Bulgarie : RSF dénonce de nouvelles pressions exercées par les autorités bulgares sur un groupe de presse indépendant
Après que le parquet bulgare a annoncé engager des poursuites pour blanchiment d’argent à l’encontre d’Ivo Prokopiev, propriétaire de deux grands journaux indépendants, Reporters sans frontières (RSF) appelle les autorités à faire cesser ce harcèlement judiciaire.
Un an après que les autorités bulgares ont gelé les avoirs et les comptes en banque du propriétaire du groupe de presse Economedia, Ivo Prokopiev, dans le but de museler un éditeur de presse indépendant, elles s’en prennent une nouvelle fois à l’éditeur de l’hebdomadaire Capital et du portail d’information Dnevnik.
Le parquet bulgare a en effet annoncé le 26 octobre 2018 engager des poursuites à l’encontre d’Ivo Prokopiev pour blanchiment d’argent. Les procureurs lui reprochent les conditions de la vente d’une de ses sociétés à un groupe allemand. L'intéressé estime que ces accusations ne sont pas fondées et que ces pressions qui s’apparentent à du harcèlement judiciaire visent une nouvelle fois à faire taire les médias indépendants du pays.

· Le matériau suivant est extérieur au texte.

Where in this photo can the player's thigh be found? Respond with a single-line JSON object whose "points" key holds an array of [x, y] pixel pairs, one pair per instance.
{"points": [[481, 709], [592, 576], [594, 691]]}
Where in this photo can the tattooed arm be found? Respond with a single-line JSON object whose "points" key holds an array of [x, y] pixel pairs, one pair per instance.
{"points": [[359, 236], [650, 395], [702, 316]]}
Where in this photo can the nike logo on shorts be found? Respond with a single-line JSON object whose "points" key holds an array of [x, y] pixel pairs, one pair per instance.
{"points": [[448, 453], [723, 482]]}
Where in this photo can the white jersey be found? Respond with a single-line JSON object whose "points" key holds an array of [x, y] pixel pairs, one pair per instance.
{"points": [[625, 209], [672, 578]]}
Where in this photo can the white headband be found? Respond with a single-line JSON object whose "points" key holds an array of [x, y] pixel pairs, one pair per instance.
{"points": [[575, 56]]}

Selon Ivo Prokopiev, c’est une enquête récente dans l’hebdomadaire Capital sur ce qui semble être un abus de biens sociaux par un homme d’affaires proche du pouvoir, qui semble avoir déclenché les représailles du gouvernement.
Afin de mettre en lumière l’intensité de l’acharnement judiciaire contre son groupe ou d’autres médias indépendants comme le quotidien Sega ou le site d’information ClubZ, le propriétaire d’Economedia demande que des observateurs internationaux puissent être informés des enquêtes ouvertes contre des éditeurs bulgares, une procédure exceptionnelle qui permettrait plus de transparence sur ce qui motive ou justifie ces procédures judiciaires à répétition. Il a également saisi la Cour européenne des droits de l’homme à Strasbourg au sujet des saisies de ses avoirs.
“Tout média d’opposition qui ose critiquer le gouvernement ou des oligarques proches du pouvoir s’expose à des attaques, déclare Pauline Adès-Mével, responsable de la zone UE-Balkans de RSF. Tantôt ce sont les tabloïds, sites d'information et chaînes de télévision qui sont utilisés par les oligarques pour ruiner la réputation des médias d’opposition, tantôt ce sont les autorités qui se livrent à un harcèlement judiciaire afin d’asphyxier les voix indépendantes. Ces contrôles permanents, ces attaques et saisies institutionnelles qui ont pour objectif d'empêcher le fonctionnement de ces médias doivent cesser au plus vite.”
En rejoignant l’Union en 2007, le pays a été placé sous le mécanisme de Coopération et Vérification (MCV), un outil mis en œuvre par la Commission qui est censé mesurer l’efficacité de la réforme judiciaire et la lutte contre la corruption. Tandis que le prochain rapport de la Commission européenne sur l’État de droit en Bulgarie est attendu le 13 novembre prochain, RSF suggère que le MCV puisse désormais aussi s'intéresser aux enquêtes contre les médias indépendants.
Au cours de la période 2009-2013, les organes de presse écrite d’Economedia ont publié des enquêtes sur le systèmes de corruption de la banque bulgare CCB suscitant de fait une série d’actions hostiles à l’encontre du groupe de médias.
Dès la première enquête menée en 2009, les médias de l’oligarque Delyan Peevski ont lancé une campagne de dénigrement massive à l’encontre d’Ivo Prokopiev et des publications d’Economedia. La campagne se poursuit encore aujourd’hui proférant les mêmes fausses allégations, malgré le grand nombre de procès pour diffamation qu’a remporté Ivo Prokopiev contre les publications de Delyan Peevski.
Depuis l’adhésion du pays à l’UE il y a 11 ans, la liberté de la presse va en se détériorant en Bulgarie qui est passée de la 36e à la 111e place au classement mondial de la liberté de la presse de RSF faisant du pays la lanterne rouge de la liberté de la presse dans la région.